Now that we’re back home, I see him less, mostly with other friends, but we chat online, and email.
Friends say I have a tendency to flirt (which affected my previous relationship) and that I’m leading him on. But we connect so well that I wonder if we’d make a good couple.
However, he’s not returning to my university and I’m unsure about having another long distance relationship.
Also, my ex is in my group of friends, so they’d be unsupportive.
At times I have feelings for him, but his friendship is crucial to me, and I don't know if I like him enough to risk that. I don't want to lead him on.
What should my next steps be?
A positive reading of your “problem,” would be that you’re considerate of this guy’s feelings.
A less flattering view would be that you wrongly think all the choices in this friendship are yours, and that you can’t consider a relationship that isn’t convenient.
Ask yourself which view is closest to the truth, as the answer will help you in other relationships, too.
Meanwhile, it sounds to me that you don’t have enough romantic feelings for this guy to make moves towards being a couple. Hold back on flirting, whether online or in person, and stay with the connection as pals.
My sister lives in another town and I visit occasionally, when invited. But she’s a control freak who thinks she has the right to tell me what I can eat, when I can eat, what colour my hair should be, what I should wear, how I should live, etc.

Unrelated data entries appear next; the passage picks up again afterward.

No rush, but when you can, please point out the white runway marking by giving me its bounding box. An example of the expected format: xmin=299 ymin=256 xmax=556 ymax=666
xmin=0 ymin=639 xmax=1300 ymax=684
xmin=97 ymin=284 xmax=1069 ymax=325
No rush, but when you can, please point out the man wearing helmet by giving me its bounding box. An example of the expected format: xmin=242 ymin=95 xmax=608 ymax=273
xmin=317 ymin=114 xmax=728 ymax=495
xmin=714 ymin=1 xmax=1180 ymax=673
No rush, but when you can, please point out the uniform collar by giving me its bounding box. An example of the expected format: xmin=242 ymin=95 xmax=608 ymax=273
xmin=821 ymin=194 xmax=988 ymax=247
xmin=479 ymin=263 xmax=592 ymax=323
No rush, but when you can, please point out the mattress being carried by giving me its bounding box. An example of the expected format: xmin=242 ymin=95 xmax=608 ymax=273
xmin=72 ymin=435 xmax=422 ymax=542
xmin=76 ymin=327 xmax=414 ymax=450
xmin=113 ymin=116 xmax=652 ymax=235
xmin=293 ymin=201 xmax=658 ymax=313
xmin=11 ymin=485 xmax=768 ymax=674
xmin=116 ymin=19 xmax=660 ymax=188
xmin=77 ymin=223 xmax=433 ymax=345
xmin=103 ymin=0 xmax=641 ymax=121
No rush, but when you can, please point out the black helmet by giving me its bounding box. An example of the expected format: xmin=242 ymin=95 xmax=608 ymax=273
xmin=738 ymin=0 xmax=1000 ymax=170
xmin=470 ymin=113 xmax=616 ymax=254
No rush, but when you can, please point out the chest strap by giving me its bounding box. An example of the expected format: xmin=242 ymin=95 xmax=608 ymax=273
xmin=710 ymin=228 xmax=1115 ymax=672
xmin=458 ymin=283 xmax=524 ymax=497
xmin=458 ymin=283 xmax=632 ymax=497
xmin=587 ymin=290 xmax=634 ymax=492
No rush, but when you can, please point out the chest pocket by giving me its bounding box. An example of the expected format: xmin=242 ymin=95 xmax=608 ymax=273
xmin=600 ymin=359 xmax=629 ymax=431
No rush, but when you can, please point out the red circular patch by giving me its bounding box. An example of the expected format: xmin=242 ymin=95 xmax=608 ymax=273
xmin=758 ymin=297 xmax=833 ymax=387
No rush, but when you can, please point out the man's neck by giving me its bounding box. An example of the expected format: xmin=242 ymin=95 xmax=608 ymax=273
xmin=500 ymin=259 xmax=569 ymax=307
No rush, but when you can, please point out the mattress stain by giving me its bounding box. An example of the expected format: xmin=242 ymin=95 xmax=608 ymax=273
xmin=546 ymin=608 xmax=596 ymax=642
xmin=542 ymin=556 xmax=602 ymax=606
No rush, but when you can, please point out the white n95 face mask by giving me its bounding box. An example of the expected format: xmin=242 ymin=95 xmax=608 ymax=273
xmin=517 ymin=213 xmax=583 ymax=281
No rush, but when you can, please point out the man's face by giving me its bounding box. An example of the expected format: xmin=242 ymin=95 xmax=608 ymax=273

If I disagree, we’re then at odds and I'll spot her and my brother-in-law whispering about me. I find it very hurtful. It's mostly her that does the talking behind my back; my brother-in-law just listens and agrees, mainly because he's afraid of the consequences if he doesn't.
My eating habits are different from hers due to stomach surgeries, so I always carry my own groceries when I go to her house. Even still, she can't stand it when I make myself something to eat.
If I disagree with her on any subject it becomes tense and she’ll argue until I surrender.
She monopolizes every conversation, and even answers for her husband and children.
She’s exceptionally rude to people, even to her own family.
I’m the opposite of her. I’ve decided not to visit again, but feel badly as I want to have a close relationship with her.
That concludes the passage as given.